# Recipe For Rum And Port



## Doug Bowley (13/7/10)

Hi All
I'm looking for a recipe to make rum - port.
I've got a 20 lt oak barrell to mature the recipe in and I've got a good supply of rum.
All I need now is a recipe and do I use tawny port or just port.


----------



## brewmasterz (13/7/10)

saber said:


> Hi All
> I'm looking for a recipe to make rum - port.
> I've got a 20 lt oak barrell to mature the recipe in and I've got a good supply of rum.
> All I need now is a recipe and do I use tawny port or just port.




Tawny - The longer it ages the better. Someone once told me the best port you can age in a barrell is; ** Get the cheapest bottle of Tawny and combine it with half a bottle of Chivas Regal - leave in Barrell for 6 - 12 months - Perfect!


----------



## Fents (13/7/10)

love a good port - sorry cant help you on the making side (especially rum if it involves distilling - illegal here) but heres an option..

me and two mates just scored a 100Litre barell off a mates dad who gets barrell's filled every year. we just took it to a winery the guy there was very helpfull and even offerd to break the barell in for us with some of his port. basically he fills the barrell for us (around the $600-$800 mark, after it's broken in) we take it home and age it. Then when its ready, every year we will take 1/3rd of the barrell and divvy it up btwn the three of us and replace the 1/3rd we took with another 1/3rd of current year port.

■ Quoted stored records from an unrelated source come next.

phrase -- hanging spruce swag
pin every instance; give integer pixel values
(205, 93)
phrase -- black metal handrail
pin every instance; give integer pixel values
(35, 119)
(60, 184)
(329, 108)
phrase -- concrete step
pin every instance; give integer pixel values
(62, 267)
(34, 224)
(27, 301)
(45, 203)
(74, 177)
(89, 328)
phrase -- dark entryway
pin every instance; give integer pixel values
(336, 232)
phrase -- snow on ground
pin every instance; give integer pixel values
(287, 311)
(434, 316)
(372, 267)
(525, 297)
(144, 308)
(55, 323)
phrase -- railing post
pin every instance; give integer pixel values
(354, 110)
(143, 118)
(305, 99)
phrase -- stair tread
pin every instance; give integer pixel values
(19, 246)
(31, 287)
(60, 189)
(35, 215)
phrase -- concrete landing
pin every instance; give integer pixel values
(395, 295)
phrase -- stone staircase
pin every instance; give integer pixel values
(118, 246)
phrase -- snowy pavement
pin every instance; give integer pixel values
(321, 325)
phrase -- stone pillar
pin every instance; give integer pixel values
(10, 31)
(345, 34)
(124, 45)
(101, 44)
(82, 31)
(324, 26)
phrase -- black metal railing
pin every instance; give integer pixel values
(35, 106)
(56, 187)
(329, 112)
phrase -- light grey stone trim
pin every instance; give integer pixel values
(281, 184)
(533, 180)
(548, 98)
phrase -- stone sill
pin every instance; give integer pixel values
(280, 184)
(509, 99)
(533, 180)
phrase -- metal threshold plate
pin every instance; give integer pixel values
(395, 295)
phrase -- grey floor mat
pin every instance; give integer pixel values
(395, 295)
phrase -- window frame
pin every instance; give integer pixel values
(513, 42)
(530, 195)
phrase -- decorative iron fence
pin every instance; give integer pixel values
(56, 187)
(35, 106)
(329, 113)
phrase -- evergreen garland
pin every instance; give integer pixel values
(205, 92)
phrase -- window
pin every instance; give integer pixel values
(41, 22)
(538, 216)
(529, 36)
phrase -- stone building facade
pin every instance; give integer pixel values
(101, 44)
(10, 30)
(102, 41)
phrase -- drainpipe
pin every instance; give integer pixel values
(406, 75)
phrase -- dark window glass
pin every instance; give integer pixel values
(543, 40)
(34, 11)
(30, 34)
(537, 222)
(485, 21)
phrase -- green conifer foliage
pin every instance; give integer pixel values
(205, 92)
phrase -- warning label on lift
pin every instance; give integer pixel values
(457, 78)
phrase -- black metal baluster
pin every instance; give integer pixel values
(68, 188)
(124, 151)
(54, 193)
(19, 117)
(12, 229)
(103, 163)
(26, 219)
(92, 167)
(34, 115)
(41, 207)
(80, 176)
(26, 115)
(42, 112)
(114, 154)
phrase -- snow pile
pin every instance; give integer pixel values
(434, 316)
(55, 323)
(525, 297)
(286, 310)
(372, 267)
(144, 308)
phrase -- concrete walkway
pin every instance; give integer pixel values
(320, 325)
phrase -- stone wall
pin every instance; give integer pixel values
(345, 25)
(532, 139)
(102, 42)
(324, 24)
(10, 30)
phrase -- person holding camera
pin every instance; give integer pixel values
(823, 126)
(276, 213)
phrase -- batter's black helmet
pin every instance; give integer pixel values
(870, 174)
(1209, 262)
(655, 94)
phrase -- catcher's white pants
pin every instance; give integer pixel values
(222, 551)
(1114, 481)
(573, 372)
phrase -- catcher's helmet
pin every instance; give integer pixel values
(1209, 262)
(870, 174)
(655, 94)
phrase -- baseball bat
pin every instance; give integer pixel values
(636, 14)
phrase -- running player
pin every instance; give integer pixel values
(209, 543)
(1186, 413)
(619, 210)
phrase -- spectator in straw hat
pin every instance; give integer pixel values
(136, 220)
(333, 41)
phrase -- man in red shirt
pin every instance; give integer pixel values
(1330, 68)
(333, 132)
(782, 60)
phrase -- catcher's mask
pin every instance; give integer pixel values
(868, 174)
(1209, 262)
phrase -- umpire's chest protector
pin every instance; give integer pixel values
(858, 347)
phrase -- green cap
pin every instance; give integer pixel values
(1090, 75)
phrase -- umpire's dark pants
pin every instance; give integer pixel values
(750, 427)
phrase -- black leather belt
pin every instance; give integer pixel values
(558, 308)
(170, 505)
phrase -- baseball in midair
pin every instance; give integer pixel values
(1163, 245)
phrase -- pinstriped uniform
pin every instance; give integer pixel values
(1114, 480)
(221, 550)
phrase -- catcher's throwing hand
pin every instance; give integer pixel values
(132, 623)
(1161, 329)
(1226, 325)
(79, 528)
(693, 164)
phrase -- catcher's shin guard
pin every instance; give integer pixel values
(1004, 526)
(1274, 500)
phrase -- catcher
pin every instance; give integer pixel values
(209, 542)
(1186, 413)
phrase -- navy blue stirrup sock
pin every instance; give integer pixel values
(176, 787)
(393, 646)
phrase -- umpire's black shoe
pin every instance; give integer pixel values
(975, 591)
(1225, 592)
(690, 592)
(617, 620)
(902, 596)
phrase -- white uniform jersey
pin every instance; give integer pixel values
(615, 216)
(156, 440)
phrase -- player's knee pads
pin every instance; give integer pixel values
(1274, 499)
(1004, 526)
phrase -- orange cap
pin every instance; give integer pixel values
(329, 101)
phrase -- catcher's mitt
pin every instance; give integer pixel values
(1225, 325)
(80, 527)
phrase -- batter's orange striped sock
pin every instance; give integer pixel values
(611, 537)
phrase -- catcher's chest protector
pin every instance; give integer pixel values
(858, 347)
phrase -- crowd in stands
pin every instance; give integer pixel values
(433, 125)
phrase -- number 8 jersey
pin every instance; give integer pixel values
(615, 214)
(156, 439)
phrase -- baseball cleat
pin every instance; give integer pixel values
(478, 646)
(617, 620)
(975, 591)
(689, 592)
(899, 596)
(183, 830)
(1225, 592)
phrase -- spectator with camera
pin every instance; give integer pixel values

Pretty good investment, my mates dad has been doing this for near on 20yrs (possibly longer) and gets a shitload of good port each year, mind you he has probaly over 10 barrells btwn mates.


----------



## Doug Bowley (24/7/10)

I have the rum - so I'm not doing anything illegal in distilling - I have a 20 lt oak keg and I have some old tawny port. What I would like to know is at what ratio do I mix them and do I mature them together in the keg or mix them after I mature the port


----------



## Doug Bowley (19/8/10)

Fents said:


> love a good port - sorry cant help you on the making side (especially rum if it involves distilling - illegal here) but heres an option..
> 
> me and two mates just scored a 100Litre barell off a mates dad who gets barrell's filled every year. we just took it to a winery the guy there was very helpfull and even offerd to break the barell in for us with some of his port. basically he fills the barrell for us (around the $600-$800 mark, after it's broken in) we take it home and age it. Then when its ready, every year we will take 1/3rd of the barrell and divvy it up btwn the three of us and replace the 1/3rd we took with another 1/3rd of current year port.
> 
> Pretty good investment, my mates dad has been doing this for near on 20yrs (possibly longer) and gets a shitload of good port each year, mind you he has probaly over 10 barrells btwn mates.


----------



## Doug Bowley (19/8/10)

Do you rotate or mix the port once you top up the barrell or just let it sit till it is time to take out the next lot


----------



## JonnyAnchovy (19/8/10)

May I ask where you picked the keg up from?


----------



## barls (19/8/10)

hey saber, try the tawny from here.
Grant Burge Illaparra Fortified Wine Store
161 Murray Street
Tanunda, South Australia
ph: 61 (8) 8563 7575
this is were i get mine from. last time i think it was about 35 bucks for 5L and that was including postage to sydney.


----------



## Doug Bowley (4/9/10)

JonnyAnchovy said:


> May I ask where you picked the keg up from?


----------



## Doug Bowley (4/9/10)

Hi
I am geting the keg made at "Roll Out The Barrell Cooperage"
299 MacDonnell Rd
Clontarf QLD 4019

Phone/Fax (07) 3284 9490

Internet: www.rolloutthebarrel.com.au


----------